To date, innumerable standalone devices silently and transparently work on behalf of business managers in ways that were previously only imaginable. Thanks to a healthy dose of embedded technologies, standalone servers crop up in the most unusual places, including satellite-connected retail outlets such as convenience stores and gas stations, electrical power substations, telephone company points of presence, and all kinds of networking devices, including network appliances, network attached storage servers, and so forth.

Typically, data backup servers are standalone devices in the common data center topology. There may also be a demilitarized zone for a given organization's network topology that defines single-purpose servers that provide access to their webserver, domain name services, Telnet and file transfer protocols, and others.

Parallel transaction schemes, redundant storage volumes, and multiway processing have become the modern market trend. With the advent of dual-core processors by AMD and Intel, the power once reserved for only the mightiest of enterprise solutions is now found on the desktop. RAID implementations are regular entries to the latest desktop motherboards. And dual-channel memory is nothing new to the contemporary PC.

Increasing Proliferation of Multiway Blades

Having established a strong foothold at the enterprise level, blade servers have seen a strong uptake as an alternative to the existing standard of rack-mounted servers. Midlevel and high-end deployments continue to leverage the cost-effective benefits of the blade design concept. Because they tend to create easily manageable, more efficient configurations, they lend themselves to a better IT experience.

High-Availability and Reliability Versus Cost and Transaction Speed

Network attached storage (NAS) has become a very viable and popular solution to centralizing organizational data so that it is accessible to all who need (and are authorized) to use it. Simple, pseudo-NAS devices might consist of simple bridging circuits that permit ATA-based drives to be accessible over Ethernet-based technologies. They lack the permissions capabilities and block-level data transfers of true NAS solutions, but they perform in much the same way.

However, sharing large data sets across a shared medium that is rate-limited to 10Mbps (Ethernet) can be time-consuming.

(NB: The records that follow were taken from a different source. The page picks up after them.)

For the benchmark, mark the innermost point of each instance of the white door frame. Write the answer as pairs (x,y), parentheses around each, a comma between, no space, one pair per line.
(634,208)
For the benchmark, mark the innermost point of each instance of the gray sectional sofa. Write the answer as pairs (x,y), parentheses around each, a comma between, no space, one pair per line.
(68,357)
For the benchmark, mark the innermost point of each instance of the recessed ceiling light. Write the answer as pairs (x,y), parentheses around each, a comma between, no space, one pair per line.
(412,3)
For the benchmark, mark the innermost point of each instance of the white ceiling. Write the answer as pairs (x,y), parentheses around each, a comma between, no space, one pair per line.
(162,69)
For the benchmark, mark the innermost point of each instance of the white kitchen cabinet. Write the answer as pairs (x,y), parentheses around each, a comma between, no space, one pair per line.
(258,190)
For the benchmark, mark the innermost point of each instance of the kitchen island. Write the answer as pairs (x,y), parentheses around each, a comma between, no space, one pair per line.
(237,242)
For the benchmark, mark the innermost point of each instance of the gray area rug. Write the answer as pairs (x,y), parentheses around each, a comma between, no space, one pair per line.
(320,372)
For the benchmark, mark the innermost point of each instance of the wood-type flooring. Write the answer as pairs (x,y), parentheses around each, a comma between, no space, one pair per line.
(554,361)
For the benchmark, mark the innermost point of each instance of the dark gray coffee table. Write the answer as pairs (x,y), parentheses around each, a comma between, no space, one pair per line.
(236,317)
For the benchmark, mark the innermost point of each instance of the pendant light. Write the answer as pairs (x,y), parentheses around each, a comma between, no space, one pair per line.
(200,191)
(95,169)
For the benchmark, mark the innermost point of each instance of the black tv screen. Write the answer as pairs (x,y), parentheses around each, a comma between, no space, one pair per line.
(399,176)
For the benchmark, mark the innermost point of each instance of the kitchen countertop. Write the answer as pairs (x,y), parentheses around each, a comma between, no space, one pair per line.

Hence the adoption of Gigabit Ethernet (GigE) technologies that intimately couple storage capacity and expedient transmission rates (on the order of 100Mbps). GigE better suits high-demand enterprise environments where time-sensitive applications are at play.

Many Niches for Many Needs

Vendors such as Buffalo, D-Link, and Linksys all market devices known as media center extenders (MCEs) that arbitrate transactions between external storage archives and end-user applications. This allows a person to input video from a multitude of sources (for example, disk drives, coaxial cable, HDTV antennas) and output it to local storage, without the assistance of a dedicated server box. This greatly simplifies the home-networking topology, which doesn't need to be a complicated mess of wires, protocols, and hardware. This class of transaction-based behavior easily typifies the client/server paradigm.

Smaller office environments, such as those at home, might contain print servers, a recent market entry that serves as a single point of access for printer resources for multiple endpoints. These small, single-purpose units relieve the network of the need for a dedicated machine (perhaps a gateway server) to operate full time in order to share a common resource among many users. Also from name-brand network equipment manufacturer Linksys is the Network Storage Link over USB 2.0 (NSLU2), which is a tiny MIPS-based core running Linux that conveniently makes USB-based storage media accessible over common Ethernet cabling.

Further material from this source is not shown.